Monday, April 28, 2008

"Die Religion ... ist das Opium des Volkes"

As I watched 'Khuda Kay Liye', followed by many debates and dialogs with islamic scholars on the issues raised in the movie and the references of quran and hadith cited therein, all that left me as clear as I was. If, for a while, I set aside the 'Jihaad to make the world a Dar-ul-Islam' aspect of Islam and just concentrate on the issue of why there are so many issues and so much emphasis for 'living by the book', it melts down to a very different plane - it's in the human nature.

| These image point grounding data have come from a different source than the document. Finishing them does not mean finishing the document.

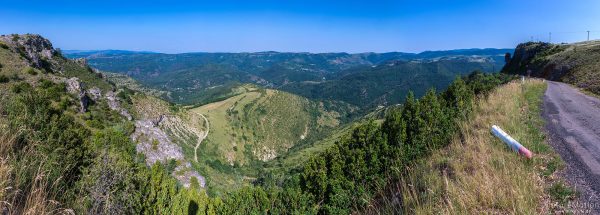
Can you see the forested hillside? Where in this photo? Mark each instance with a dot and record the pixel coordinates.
(86, 145)
(576, 63)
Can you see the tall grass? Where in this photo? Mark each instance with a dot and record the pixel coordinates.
(20, 191)
(477, 173)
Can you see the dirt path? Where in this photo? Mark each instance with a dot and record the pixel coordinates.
(573, 125)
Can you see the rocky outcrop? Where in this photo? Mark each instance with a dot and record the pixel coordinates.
(95, 93)
(74, 86)
(114, 104)
(532, 59)
(81, 61)
(157, 146)
(35, 48)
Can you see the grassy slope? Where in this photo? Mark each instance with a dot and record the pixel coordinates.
(477, 172)
(576, 63)
(253, 126)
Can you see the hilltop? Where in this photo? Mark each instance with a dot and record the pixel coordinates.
(576, 63)
(79, 140)
(192, 78)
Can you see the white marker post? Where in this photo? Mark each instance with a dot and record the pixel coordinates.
(512, 143)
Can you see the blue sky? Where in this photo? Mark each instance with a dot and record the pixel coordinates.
(177, 26)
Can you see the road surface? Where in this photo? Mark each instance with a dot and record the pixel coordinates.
(573, 125)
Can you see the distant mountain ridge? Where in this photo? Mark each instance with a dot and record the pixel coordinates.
(192, 78)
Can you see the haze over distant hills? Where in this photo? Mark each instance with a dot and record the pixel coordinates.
(361, 79)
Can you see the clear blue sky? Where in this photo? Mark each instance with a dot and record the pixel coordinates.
(309, 25)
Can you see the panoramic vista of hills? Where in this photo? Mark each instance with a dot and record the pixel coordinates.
(334, 122)
(363, 80)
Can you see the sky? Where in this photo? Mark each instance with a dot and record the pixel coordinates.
(178, 26)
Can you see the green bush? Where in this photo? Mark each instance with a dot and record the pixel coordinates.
(21, 87)
(4, 79)
(30, 71)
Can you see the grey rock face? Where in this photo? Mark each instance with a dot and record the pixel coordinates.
(81, 61)
(95, 93)
(114, 104)
(74, 86)
(157, 146)
(36, 48)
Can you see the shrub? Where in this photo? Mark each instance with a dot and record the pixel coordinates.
(21, 87)
(4, 79)
(30, 71)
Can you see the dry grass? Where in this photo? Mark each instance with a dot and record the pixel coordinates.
(477, 173)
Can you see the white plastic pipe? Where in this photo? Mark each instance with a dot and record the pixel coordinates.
(512, 143)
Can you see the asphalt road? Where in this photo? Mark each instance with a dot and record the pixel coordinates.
(573, 126)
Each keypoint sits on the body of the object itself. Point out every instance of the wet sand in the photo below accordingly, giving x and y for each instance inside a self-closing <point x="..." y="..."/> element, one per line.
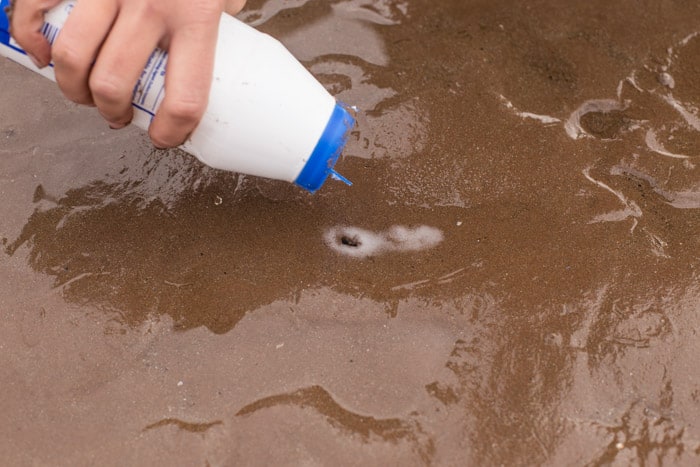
<point x="536" y="305"/>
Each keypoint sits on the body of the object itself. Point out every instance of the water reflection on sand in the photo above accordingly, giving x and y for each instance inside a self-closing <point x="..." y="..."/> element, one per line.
<point x="541" y="156"/>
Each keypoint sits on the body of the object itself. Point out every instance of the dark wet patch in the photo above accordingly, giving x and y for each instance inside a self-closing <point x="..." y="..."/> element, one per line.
<point x="605" y="125"/>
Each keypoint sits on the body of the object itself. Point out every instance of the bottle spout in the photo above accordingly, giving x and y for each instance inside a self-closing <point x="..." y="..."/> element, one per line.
<point x="336" y="176"/>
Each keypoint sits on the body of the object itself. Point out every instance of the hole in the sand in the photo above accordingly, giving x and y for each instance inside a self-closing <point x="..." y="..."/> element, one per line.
<point x="604" y="125"/>
<point x="350" y="240"/>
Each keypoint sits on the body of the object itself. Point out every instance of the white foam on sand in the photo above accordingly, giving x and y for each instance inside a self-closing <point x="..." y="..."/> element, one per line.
<point x="361" y="243"/>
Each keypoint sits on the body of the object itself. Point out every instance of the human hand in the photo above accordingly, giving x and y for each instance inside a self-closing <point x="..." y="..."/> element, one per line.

As a pop-theory, without any claims of originality, Islam suffers the same fate that christianity got through in middle ages and Hinduism in Vedic periods; i.e - absolute rule of a single class - clergy in this case. They interpreted and mutilated everything for their convenience, precisely as tricks of twisted minds but in disguise of speaking for God. I see a pattern in all three religions - first of all, the clergy created a language barrier through Sanskrit, Latin, and Arabic, which were not the lingua franca but became the language of God. The process and stages were different though, but the end-results were the same.

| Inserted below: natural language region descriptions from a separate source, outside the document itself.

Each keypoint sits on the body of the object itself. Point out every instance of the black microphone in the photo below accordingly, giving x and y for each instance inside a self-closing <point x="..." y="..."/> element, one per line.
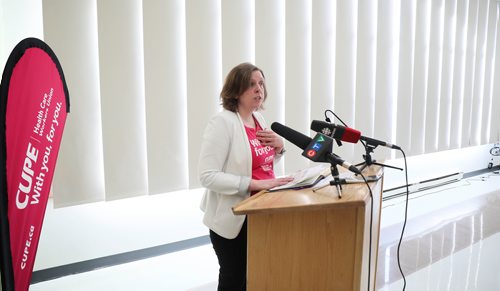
<point x="347" y="134"/>
<point x="317" y="149"/>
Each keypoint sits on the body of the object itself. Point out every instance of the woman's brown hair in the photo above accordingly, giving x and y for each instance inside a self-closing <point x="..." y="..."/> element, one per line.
<point x="237" y="82"/>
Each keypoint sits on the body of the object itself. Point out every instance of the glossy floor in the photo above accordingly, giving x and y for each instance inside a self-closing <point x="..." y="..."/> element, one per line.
<point x="451" y="243"/>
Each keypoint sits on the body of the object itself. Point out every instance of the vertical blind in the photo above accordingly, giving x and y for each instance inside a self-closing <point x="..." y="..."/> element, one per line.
<point x="145" y="76"/>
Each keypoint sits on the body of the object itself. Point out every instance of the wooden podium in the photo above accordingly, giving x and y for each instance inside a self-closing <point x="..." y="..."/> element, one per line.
<point x="305" y="240"/>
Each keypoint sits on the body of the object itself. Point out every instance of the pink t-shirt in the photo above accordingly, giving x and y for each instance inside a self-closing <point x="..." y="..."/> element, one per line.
<point x="262" y="156"/>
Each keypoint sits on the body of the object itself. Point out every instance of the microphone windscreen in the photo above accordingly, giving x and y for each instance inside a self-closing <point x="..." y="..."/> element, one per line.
<point x="351" y="135"/>
<point x="293" y="136"/>
<point x="322" y="127"/>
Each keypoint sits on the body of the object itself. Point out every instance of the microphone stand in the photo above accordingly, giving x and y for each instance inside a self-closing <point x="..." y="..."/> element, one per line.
<point x="337" y="182"/>
<point x="369" y="161"/>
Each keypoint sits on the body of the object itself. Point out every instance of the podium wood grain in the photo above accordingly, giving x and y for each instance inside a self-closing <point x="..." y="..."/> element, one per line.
<point x="305" y="240"/>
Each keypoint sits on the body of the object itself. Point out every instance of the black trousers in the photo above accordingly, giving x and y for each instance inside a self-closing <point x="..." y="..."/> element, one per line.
<point x="232" y="256"/>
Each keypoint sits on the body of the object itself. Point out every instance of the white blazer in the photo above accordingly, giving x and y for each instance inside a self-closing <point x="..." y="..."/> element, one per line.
<point x="225" y="170"/>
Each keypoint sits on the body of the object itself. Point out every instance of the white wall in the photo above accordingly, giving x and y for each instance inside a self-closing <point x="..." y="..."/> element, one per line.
<point x="89" y="231"/>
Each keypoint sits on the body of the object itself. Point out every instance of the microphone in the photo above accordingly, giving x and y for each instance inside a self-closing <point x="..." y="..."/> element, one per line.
<point x="317" y="149"/>
<point x="347" y="134"/>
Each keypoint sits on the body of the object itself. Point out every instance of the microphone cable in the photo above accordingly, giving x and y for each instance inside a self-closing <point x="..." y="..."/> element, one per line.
<point x="371" y="218"/>
<point x="404" y="221"/>
<point x="371" y="231"/>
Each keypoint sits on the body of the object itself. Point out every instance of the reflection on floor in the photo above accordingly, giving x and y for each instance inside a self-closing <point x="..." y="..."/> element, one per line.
<point x="450" y="243"/>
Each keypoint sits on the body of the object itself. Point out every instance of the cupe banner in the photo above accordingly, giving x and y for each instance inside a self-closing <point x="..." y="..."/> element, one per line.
<point x="34" y="102"/>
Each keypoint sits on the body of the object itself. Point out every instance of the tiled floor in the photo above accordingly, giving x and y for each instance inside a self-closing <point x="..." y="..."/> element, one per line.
<point x="451" y="243"/>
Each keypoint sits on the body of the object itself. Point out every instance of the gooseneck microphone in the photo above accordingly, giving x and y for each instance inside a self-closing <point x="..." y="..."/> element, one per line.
<point x="317" y="149"/>
<point x="347" y="134"/>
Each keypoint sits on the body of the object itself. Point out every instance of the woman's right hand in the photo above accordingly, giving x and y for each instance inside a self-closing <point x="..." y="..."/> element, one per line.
<point x="258" y="185"/>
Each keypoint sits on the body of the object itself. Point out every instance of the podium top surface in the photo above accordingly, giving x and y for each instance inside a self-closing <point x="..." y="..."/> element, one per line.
<point x="353" y="195"/>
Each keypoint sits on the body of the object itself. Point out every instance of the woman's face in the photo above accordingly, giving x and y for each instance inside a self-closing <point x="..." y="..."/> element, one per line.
<point x="253" y="97"/>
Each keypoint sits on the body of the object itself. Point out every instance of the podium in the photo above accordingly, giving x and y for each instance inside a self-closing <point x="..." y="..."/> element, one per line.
<point x="305" y="240"/>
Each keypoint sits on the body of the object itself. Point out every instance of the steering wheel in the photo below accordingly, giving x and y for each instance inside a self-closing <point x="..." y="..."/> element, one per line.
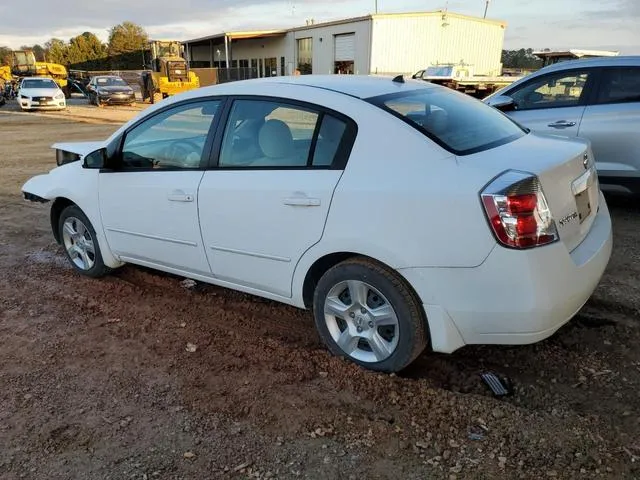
<point x="179" y="150"/>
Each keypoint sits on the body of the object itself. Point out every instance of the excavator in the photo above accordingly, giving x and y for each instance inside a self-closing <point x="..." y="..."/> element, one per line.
<point x="168" y="72"/>
<point x="25" y="65"/>
<point x="5" y="79"/>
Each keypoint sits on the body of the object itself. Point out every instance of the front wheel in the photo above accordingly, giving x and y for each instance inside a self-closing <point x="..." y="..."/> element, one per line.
<point x="367" y="313"/>
<point x="80" y="243"/>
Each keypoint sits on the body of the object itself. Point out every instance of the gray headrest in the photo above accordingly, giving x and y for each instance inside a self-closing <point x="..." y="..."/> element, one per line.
<point x="275" y="139"/>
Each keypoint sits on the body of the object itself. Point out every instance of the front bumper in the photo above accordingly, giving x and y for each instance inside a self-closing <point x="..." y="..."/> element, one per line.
<point x="117" y="99"/>
<point x="514" y="297"/>
<point x="55" y="104"/>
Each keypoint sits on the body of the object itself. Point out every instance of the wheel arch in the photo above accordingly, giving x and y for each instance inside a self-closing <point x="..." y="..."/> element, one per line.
<point x="320" y="266"/>
<point x="57" y="207"/>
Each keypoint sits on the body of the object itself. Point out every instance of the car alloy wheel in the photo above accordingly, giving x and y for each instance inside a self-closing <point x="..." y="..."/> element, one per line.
<point x="78" y="243"/>
<point x="361" y="321"/>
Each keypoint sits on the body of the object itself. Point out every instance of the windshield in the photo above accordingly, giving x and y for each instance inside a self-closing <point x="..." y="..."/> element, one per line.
<point x="457" y="122"/>
<point x="39" y="83"/>
<point x="110" y="82"/>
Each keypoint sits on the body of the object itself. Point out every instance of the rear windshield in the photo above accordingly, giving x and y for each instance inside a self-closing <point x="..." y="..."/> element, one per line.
<point x="458" y="122"/>
<point x="39" y="83"/>
<point x="111" y="82"/>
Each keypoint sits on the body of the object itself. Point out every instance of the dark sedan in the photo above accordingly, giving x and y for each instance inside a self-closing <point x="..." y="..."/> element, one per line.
<point x="110" y="90"/>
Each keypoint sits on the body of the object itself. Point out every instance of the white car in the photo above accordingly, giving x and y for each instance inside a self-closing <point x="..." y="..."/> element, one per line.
<point x="403" y="214"/>
<point x="40" y="93"/>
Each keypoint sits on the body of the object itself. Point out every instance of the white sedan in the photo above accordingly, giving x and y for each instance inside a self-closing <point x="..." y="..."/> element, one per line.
<point x="404" y="214"/>
<point x="40" y="93"/>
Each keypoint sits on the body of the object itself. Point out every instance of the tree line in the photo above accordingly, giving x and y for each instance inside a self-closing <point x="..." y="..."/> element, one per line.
<point x="123" y="50"/>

Thereafter, clergy had a free run to change or interpret the so-called God's words. After language, they began dictating what to study and how to live - curbing individual freedom because there are God Spoken rules for everything. If draw the parallels further, they began hideous targeting. Simply, oppressing the easiest target they could find or the one which could retaliate the least. All three commonly chose women. Apart from that, christianity burnt millions in the name of witch-craft and anti-christ, Islam attacked non-believers, and Hinduism fought with Buddhists and in the absence of any other obvious targets, segregated its own one-fourth.

In this sense, organized religion, or rather, institutionalized religion is no different from or better than fascism or communism. In essence, all are based on seeking absolute control. And that is why, religion is no matter of theology, mythology, or sociology. It has to be studied in the light of psychology, where human brain becomes its own worst enemy in a bid to seek absolute control over its own petty universe.